Explain how initial q values affect the exploration and the performance.

Upper confidence bound arm selection¶

Q1.c: Upper-Confidence-Bound action selection¶

Q1.c1: UCB algorithm implementation¶

Implement the UCB algorithm on the same MAB problem as above.

In [ ]:
def ucb(
    bandit: Bandit,
    c: float,
    init_q: float = 0.0
) -> Tuple[list, list, list, list]:
    """
    .inputs:
      bandit: A bandit problem, instantiated from the above class.
      c: The exploration coefficient.
      init_q: Initial estimation of each arm's value.
    .outputs:
      rew_record: The record of rewards at each timestep.
      avg_ret_record: The average summation of rewards up to step t, where t goes from 0 to n_pulls.
      tot_reg_record: The regret up to step t, where t goes from 0 to n_pulls.
      opt_action_perc_record: Percentage of optimal arm selected.
    """
    # Initialize action values, counts, and metrics
    q = np.array([init_q] * bandit.n_arm, dtype=float)  # Estimated values of each arm
    n_a = np.zeros(bandit.n_arm)  # Number of times each arm has been pulled
    ret = 0.0  # Cumulative reward
    rew_record = []  # Reward at each time step
    avg_ret_record = []  # Average return at each time step
    tot_reg_record = []  # Cumulative regret at each time step
    opt_action_perc_record = []  # Percentage of optimal actions

    # Determine the optimal arm
    actual_toxicity_prob = np.array(bandit.actual_toxicity_prob)
    opt_arm = np.argmin(np.abs(actual_toxicity_prob - bandit.theta))
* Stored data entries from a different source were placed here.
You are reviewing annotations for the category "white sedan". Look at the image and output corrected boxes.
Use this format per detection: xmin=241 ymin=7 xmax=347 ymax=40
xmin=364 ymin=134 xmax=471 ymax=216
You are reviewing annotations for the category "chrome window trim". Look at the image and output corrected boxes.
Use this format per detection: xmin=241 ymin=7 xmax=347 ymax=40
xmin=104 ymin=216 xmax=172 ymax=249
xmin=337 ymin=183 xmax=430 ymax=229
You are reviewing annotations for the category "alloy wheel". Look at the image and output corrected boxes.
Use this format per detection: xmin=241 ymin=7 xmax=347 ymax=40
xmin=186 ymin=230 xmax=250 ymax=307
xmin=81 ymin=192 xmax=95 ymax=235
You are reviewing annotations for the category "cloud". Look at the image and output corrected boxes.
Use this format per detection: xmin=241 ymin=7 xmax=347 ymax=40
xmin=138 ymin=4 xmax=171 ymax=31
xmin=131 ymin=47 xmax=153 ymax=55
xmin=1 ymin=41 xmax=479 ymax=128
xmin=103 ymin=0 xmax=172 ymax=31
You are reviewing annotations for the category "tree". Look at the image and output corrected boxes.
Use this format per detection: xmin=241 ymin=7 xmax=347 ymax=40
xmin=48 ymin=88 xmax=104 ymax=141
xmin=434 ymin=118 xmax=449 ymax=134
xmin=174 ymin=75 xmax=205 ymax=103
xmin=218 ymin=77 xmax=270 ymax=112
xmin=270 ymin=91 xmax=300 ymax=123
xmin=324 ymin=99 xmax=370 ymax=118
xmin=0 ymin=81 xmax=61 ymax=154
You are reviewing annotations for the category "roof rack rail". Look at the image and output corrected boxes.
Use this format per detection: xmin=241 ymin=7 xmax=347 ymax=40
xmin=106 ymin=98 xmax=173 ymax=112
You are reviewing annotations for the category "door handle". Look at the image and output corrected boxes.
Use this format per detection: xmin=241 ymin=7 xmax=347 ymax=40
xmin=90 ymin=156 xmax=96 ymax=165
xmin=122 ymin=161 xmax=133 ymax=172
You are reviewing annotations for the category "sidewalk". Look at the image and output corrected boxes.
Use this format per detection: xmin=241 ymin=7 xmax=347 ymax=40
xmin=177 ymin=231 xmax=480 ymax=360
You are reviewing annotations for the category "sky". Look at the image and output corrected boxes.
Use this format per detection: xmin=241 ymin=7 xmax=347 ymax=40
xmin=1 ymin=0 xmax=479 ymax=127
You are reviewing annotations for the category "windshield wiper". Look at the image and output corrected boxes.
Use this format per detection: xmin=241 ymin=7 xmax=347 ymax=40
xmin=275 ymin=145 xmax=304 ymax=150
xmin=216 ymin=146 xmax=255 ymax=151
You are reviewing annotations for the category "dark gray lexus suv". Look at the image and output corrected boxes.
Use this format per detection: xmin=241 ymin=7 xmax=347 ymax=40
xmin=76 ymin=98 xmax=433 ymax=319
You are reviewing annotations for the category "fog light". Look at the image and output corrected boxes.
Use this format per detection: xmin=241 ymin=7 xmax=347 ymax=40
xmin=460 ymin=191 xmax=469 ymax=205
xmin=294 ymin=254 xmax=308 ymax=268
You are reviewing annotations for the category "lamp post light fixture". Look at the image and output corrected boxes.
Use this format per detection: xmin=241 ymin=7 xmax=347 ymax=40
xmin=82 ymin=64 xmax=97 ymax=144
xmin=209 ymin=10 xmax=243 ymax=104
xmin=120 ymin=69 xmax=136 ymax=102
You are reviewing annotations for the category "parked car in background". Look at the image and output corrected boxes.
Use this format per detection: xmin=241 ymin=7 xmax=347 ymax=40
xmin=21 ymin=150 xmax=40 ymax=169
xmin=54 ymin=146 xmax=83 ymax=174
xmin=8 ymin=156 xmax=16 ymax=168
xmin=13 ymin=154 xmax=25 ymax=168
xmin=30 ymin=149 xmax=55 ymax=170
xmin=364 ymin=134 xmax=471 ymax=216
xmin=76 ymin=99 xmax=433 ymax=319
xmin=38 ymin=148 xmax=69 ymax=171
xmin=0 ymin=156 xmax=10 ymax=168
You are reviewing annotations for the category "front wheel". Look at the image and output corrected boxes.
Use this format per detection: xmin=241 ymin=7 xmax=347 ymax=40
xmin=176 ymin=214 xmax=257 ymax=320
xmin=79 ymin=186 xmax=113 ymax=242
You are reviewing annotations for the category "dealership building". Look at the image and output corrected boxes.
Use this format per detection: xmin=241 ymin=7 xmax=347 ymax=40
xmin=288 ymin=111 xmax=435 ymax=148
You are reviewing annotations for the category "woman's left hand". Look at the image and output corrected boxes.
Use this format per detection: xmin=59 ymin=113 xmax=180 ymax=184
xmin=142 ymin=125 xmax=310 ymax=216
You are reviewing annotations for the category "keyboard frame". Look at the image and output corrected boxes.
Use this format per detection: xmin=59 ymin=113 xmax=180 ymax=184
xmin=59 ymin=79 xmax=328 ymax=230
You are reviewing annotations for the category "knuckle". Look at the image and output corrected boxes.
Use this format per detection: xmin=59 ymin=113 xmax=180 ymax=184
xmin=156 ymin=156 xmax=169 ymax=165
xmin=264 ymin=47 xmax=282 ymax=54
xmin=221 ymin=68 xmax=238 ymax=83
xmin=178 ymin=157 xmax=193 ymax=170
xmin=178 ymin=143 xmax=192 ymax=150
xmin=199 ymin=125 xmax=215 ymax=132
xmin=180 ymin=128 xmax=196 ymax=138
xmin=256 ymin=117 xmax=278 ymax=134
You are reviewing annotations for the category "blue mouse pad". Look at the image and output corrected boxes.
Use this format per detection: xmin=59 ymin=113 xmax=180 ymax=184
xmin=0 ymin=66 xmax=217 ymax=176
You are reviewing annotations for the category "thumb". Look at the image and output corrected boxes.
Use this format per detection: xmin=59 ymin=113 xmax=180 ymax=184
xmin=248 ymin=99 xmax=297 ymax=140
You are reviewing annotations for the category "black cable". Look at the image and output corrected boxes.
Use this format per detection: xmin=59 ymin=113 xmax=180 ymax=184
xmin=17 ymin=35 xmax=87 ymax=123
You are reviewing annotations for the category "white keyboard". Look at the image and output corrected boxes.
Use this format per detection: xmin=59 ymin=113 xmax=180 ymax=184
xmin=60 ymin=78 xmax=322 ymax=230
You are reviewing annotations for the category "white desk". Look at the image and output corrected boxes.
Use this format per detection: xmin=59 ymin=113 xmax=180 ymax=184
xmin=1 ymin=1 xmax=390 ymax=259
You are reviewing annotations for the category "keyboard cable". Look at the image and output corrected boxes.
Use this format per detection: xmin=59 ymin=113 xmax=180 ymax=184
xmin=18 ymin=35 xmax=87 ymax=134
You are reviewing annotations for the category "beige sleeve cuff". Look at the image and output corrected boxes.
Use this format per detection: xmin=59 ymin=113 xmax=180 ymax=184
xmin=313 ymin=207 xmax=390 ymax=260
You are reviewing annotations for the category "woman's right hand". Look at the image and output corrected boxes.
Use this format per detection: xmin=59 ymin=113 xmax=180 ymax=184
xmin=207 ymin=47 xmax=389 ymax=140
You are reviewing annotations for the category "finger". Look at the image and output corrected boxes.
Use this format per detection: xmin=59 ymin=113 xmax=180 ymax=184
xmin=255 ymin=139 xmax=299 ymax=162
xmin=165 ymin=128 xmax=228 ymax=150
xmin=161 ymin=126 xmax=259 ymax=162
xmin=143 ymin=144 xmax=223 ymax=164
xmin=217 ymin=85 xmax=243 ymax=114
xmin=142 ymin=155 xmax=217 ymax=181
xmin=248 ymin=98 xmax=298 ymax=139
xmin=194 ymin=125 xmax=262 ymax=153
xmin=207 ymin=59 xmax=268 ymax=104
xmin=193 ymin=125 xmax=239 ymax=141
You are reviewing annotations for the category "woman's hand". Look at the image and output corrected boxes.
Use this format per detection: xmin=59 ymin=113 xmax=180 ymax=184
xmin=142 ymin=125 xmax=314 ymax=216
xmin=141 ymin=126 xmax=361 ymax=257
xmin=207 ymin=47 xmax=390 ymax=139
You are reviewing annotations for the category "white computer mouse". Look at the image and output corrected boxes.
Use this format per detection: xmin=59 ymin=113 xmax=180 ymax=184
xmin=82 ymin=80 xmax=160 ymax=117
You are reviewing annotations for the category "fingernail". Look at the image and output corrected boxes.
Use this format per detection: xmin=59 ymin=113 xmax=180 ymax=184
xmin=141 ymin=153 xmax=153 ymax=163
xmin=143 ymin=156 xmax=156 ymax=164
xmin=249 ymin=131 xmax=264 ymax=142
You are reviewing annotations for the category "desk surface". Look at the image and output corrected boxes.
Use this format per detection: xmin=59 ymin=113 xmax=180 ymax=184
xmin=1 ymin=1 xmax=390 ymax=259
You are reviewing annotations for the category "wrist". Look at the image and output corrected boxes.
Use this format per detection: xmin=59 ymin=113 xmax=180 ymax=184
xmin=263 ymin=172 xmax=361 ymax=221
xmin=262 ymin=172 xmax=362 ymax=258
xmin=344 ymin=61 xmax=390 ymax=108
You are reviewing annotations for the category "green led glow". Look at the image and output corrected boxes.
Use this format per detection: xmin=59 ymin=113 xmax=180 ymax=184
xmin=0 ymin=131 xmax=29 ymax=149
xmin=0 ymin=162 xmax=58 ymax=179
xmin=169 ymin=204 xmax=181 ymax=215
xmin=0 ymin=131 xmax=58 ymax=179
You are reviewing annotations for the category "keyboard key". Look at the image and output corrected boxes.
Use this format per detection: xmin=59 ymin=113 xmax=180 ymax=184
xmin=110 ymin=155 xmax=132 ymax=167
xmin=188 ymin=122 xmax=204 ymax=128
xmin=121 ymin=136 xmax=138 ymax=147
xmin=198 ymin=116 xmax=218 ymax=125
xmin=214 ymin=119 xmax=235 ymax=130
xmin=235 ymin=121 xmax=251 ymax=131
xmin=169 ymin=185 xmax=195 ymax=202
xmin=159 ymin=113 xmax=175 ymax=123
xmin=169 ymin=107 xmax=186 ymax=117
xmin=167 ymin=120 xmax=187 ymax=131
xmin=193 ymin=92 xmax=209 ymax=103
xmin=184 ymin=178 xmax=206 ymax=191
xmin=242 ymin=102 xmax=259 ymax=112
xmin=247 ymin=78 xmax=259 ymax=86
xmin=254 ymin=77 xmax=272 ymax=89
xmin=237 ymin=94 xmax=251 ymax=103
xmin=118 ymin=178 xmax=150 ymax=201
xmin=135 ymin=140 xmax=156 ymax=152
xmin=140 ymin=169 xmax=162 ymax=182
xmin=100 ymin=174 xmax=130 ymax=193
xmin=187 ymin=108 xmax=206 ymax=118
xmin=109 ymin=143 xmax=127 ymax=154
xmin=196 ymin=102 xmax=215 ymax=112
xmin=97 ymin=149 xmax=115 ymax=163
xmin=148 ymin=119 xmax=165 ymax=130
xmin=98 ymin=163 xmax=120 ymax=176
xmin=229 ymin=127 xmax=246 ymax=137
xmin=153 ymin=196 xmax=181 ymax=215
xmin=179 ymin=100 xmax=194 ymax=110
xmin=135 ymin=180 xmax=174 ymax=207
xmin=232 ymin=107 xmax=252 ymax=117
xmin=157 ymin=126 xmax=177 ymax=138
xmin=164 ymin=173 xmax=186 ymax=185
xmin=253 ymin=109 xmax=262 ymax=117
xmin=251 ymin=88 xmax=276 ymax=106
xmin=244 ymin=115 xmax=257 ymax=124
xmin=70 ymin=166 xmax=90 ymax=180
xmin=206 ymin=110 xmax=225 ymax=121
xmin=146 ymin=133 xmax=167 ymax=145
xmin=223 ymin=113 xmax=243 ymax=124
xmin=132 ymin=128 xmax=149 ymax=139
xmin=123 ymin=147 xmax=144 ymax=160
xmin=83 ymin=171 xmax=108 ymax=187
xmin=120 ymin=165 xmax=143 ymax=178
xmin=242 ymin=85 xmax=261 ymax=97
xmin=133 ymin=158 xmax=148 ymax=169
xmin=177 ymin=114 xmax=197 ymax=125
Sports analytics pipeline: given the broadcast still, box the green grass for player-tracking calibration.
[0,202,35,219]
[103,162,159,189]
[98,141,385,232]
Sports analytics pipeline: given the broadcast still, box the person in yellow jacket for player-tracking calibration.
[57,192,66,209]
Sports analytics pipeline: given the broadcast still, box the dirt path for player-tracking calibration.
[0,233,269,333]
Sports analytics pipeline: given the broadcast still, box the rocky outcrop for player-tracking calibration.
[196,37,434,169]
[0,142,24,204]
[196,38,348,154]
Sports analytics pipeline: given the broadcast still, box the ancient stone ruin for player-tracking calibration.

    optimal_action_count = 0  # Counter for the number of times the optimal arm is selected
    cumulative_regret = 0.0  # Cumulative regret

  for t in range(bandit.n_pulls):
    # Assuming to take the first arm always when there is no exploration
    # ----------------------------------------------
    ...
    # ----------------------------------------------


  return rew_record, avg_ret_record, tot_reg_record, opt_action_perc_record

Q1.c2: Plotting the results¶

Use the driver code provided to plot: (1) The average return, (2) The reward, (3) the total regret, and (4) the percentage of optimal action across the $N$=20 runs as a function of the number of pulls (2000 pulls for each run) for three values of $c$=0, 0.5, and 2.0.

In [ ]:
plt.figure(7)
plt.xlabel("n pulls")
plt.ylabel("avg return")
plt.figure(8)
plt.xlabel("n pulls")
plt.ylabel("reward")
plt.figure(9)
plt.xlabel("n pulls")
plt.ylabel("total regret")
plt.figure(10)
plt.xlabel("n pulls")
plt.ylabel("% optimal action")

N = 20
tot_reg_rec_best = 1e8
for c in [.0, 0.5, 2]:
  rew_rec = np.zeros(bandit.n_pulls)
  avg_ret_rec = np.zeros(bandit.n_pulls)
  tot_reg_rec = np.zeros(bandit.n_pulls)
  opt_act_rec = np.zeros(bandit.n_pulls)

  for n in range(N):
    bandit.init_bandit()
    rew_rec_n, avg_ret_rec_n, tot_reg_rec_n, opt_act_rec_n = ucb(bandit, c)
    rew_rec += np.array(rew_rec_n)
    avg_ret_rec += np.array(avg_ret_rec_n)
    tot_reg_rec += np.array(tot_reg_rec_n)
    opt_act_rec += np.array(opt_act_rec_n)

  # take the mean
  rew_rec /= N
  avg_ret_rec /= N
  tot_reg_rec /= N
  opt_act_rec /= N

  plt.figure(7)
  plt.plot(avg_ret_rec, label="c={}".format(c))
  plt.legend(loc="lower right")

  plt.figure(8)
  plt.plot(rew_rec, label="c={}".format(c))
  plt.legend(loc="lower right")

  plt.figure(9)
  plt.plot(tot_reg_rec, label="c={}".format(c))
  plt.legend(loc="lower right")

  plt.figure(10)
  plt.plot(opt_act_rec, label="c={}".format(c))
  plt.legend(loc="lower right")

  if tot_reg_rec[-1] < tot_reg_rec_best:
        ucb_dict = {
        'opt_act':opt_act_rec,
        'regret_list':tot_reg_rec,}
        tot_reg_rec_best = tot_reg_rec[-1]

Q1.c3: Analysis¶

Explain the results from the perspective of exploration and how different $c$ values affect the results.